Boix’s cover for 1977’s 2000AD #8, a prime example of the “slightly dodgy, anarchic material” which young Millar struggled to enjoy.

A significant part of the problem, it seems, is that Millar hadn’t been a fan of 2000AD when he was younger. It was, he told Rich Johnston in 2002, “too dirty and dangerous” for him (*6).  It seems that the piles of comics which two of his brothers had passed onto his younger self had been free of 2000AD, and so he’d found it hard to gain a taste for the very characters that his early career would depend on;

“I grew up on DC and Marvel … I know Warren (Ellis) and Garth (Ennis) and most of the other guys read 2000AD, but I hated it. I’m not sure why most stuff seems to be inspired by that slightly dodgy, anarchic material because I really preferred the American stuff.” (*7)

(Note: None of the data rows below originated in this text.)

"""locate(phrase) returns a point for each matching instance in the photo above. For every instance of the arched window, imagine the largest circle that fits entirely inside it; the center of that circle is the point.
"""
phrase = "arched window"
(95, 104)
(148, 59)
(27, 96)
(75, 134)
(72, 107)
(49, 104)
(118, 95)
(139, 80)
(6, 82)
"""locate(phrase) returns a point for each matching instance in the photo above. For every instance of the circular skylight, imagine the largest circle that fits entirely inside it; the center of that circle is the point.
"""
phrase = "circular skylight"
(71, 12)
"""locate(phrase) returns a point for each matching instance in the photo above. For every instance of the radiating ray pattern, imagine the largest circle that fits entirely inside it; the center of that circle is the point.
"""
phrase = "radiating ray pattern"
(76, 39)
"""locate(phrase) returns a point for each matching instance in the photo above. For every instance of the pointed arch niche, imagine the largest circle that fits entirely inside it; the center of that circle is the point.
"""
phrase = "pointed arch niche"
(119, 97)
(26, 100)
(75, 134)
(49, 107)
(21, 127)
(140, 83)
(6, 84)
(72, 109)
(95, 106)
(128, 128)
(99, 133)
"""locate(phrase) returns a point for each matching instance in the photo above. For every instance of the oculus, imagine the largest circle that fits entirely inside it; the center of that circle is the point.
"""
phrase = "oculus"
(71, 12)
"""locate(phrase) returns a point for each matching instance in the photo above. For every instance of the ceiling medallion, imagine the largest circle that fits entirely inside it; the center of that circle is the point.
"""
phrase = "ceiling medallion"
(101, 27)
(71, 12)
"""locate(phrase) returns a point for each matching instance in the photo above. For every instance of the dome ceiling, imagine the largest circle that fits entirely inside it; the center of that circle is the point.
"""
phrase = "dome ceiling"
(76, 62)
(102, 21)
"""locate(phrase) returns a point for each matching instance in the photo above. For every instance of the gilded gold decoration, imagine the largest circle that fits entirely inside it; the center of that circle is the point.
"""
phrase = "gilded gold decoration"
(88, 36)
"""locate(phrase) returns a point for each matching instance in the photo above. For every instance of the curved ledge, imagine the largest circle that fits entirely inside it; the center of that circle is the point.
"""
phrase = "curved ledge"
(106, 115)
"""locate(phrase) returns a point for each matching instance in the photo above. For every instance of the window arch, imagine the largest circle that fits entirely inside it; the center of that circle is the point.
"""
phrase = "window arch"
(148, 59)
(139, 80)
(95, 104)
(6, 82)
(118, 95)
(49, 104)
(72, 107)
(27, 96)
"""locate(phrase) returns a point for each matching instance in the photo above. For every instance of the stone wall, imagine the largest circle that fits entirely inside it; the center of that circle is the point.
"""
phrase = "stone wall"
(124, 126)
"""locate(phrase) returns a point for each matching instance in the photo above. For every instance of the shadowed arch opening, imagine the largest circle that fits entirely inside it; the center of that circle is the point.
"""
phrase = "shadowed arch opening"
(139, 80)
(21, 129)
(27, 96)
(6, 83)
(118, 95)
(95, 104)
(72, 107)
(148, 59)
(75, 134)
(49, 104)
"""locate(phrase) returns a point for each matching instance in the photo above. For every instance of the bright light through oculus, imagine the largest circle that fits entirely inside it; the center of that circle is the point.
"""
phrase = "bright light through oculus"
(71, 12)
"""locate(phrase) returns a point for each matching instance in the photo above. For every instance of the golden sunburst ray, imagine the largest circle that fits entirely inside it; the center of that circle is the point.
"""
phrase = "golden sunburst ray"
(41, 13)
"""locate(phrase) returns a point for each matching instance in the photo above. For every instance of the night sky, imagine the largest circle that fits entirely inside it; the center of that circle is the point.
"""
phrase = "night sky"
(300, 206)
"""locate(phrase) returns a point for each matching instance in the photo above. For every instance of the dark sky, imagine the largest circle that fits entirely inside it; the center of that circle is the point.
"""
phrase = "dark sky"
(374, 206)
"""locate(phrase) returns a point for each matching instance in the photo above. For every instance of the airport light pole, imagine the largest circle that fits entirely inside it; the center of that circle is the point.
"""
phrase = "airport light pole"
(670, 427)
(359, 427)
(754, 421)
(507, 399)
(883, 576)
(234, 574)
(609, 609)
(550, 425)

But a lack of youthful enthusiasm for 2000AD hardly explains the problems that Millar would have when writing the comic’s characters. He may have been largely unfamiliar with much of the comic’s history in 1990, but he was to remain working for 2000AD for almost another 5 years. There was more than enough time for him to have immersed himself in the title’s history and internalised its methods and traditions. For whatever reason, he choose to take a different approach.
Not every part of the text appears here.